Чтобы настроить конфигурацию разомкнутого контура, откройте зажимы A и D и немедленно закройте зажимы B и C. Пусть большая часть воды течет из моечного контейнера в контейнер для отходов со скоростью 100 оборотов в минуту. Прежде чем вода будет полностью передана, остановите насос и закройте зажимы трубок до входа и после выхода модели сонной артерии.
Используя соответствующие фильтры, захватывайте изображения модели в интересуемой области, чтобы показать осаждение и адгезию частиц к ячейкам. По завершении эксперимента используйте настраиваемый программный код для анализа изображений, снятых в интересуемой области, введите название изображения и установите расчетный порог. Затем запустите код.

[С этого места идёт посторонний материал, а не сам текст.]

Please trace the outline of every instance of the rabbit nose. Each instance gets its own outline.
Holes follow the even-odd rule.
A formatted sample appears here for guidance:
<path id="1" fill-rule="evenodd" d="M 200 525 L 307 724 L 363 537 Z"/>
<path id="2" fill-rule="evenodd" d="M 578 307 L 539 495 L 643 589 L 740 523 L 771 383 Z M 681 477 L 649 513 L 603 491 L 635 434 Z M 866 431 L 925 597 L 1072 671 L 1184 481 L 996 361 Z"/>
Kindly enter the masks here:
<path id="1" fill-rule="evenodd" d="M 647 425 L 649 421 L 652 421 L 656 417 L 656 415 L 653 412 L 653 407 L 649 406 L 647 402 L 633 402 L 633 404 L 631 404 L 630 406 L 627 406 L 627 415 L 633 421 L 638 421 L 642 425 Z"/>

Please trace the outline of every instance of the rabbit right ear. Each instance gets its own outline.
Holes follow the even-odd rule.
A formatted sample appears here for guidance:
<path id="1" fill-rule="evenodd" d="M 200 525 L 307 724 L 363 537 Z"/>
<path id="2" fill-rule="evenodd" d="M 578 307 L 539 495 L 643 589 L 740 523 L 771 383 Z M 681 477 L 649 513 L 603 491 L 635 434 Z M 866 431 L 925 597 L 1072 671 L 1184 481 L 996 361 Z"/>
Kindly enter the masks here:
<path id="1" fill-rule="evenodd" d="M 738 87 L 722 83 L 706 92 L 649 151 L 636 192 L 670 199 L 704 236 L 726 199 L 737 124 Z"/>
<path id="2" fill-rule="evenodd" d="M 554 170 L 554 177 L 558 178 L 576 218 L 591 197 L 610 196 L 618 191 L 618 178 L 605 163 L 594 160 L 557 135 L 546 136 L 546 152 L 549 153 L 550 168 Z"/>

Проверьте полученное изображение и подсчитанные количества частиц на изображении. В этом репрезентативном анализе фотофотографии культивируемых эндотелиальных клеток, посеянных в 3D-модели сонной артерии, можно наблюдать с помощью ярко-поля и флуоресцентной конфокальной микроскопической визуализации. Флуоресцентные стеклянные шарики диаметром 10 микрон, засеянные в 3D-модель, продемонстрировали схему рециркуляции, предполагающую успешную имитацию физиологических условий в модели.
Визуализация осаждения частиц показала, что более высокий уровень адгезии частиц к клеткам наблюдался за пределами области рециркуляции, где напряжение сдвига стенки было высоким. Следуя этому протоколу, функционализированные частицы со специфической кинетикой связывания и основной культурой клеток в различных моделях артерий человека могут быть изучены для улучшения модели и изучения конкретных составов. Эта методика обеспечивает новую платформу для изучения сосудистого таргетирования носителей лекарств.
Недавно мы использовали его, чтобы показать, как аддитивность частиц может быть адаптирована для нацеливания на различные больные области сосудов.